The findings offer new and interesting insights into how mBERT models and perhaps other computational models for language analysis represent grammatical information. Interestingly, the model examined by the researchers, which was based on mBERT vector representations, was also found to make consistent errors that could be aligned with those made by humans who are processing language.

"Across languages, our model was more likely to incorrectly call a subject an object when that subject was an inanimate noun, meaning a noun which is not a human or an animal," Papadimitriou said. "This is because most doers in sentences tend to be animate nouns: humans or animals. In fact, some linguists think that subjecthood is actually on a spectrum. Subjects that are human are more 'subject-y' than subjects that are animals, and subjects that are animals are more subject-y than subjects that are neither humans nor animals, and this is exactly what our model seems to find in mBERT."

Overall, the study suggests that mBERT models identify subject and objects in sentences and represent the relationship between the two in ways that are aligned with existing linguistics literature.
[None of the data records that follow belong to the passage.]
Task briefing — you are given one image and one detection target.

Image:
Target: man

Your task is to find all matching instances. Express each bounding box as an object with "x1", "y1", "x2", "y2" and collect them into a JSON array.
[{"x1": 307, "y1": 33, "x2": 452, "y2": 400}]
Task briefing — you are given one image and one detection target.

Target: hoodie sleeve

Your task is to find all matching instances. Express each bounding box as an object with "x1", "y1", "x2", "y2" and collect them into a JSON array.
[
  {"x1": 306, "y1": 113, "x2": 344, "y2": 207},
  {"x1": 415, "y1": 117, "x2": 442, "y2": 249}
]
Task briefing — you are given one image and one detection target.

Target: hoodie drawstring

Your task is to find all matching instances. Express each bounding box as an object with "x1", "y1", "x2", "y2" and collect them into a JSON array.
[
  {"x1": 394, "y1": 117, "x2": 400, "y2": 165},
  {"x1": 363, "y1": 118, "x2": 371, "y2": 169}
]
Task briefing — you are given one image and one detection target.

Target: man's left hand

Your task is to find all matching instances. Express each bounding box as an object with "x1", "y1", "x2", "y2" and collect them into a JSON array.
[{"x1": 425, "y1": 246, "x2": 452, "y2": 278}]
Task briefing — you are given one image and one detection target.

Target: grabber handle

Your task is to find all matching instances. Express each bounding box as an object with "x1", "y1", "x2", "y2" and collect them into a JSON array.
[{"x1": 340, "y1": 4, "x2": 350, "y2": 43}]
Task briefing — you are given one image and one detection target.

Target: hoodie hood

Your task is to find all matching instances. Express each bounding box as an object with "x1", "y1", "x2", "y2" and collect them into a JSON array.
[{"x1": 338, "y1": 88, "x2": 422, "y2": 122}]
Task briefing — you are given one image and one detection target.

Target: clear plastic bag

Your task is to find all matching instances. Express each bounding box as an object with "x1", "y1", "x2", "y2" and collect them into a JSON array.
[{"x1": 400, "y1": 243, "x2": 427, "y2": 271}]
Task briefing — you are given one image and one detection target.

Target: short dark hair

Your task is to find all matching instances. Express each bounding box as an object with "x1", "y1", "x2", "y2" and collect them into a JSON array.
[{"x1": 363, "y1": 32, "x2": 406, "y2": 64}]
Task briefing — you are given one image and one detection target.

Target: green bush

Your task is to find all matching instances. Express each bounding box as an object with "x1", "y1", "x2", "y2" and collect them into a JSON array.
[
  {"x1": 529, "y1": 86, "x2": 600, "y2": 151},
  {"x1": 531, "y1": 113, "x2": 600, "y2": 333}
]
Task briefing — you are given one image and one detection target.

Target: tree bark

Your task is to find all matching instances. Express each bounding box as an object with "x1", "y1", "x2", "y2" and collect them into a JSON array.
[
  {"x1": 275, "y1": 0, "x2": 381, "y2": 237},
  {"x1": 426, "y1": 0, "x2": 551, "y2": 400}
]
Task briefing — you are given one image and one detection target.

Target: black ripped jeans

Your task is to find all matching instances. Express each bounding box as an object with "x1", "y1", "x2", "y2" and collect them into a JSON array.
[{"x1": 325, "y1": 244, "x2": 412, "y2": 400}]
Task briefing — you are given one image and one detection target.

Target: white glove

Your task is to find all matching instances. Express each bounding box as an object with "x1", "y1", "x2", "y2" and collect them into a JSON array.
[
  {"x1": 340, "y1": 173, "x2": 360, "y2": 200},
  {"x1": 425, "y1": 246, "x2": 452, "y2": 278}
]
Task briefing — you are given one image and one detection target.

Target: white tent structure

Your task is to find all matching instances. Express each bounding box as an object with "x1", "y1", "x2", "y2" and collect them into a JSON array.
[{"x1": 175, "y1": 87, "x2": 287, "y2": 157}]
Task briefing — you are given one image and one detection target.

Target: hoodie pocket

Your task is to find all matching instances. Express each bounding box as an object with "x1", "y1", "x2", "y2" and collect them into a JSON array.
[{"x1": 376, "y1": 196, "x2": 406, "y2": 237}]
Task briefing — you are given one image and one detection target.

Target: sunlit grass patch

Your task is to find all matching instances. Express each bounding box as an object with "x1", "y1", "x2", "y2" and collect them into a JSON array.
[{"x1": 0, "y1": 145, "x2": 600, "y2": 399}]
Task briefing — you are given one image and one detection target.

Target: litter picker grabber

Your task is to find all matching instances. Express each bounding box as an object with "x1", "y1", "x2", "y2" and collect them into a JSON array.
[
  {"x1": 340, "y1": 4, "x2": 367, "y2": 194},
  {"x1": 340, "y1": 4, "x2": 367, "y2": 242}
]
In the future, this important finding could help computer scientists to gain a better understanding of how deep-learning techniques designed to process human language work, helping them to improve their performance further.

"We now hope to continue exploring the ways in which deep neural models of language represent linguistic categories, like subject and object, in their continuous vector spaces," Mahowald said. "Specifically, we think that work in linguistics, which seeks to characterize roles like subject and object not as discrete categories but as a set of features, could inform the way that we think of these models and what they are doing."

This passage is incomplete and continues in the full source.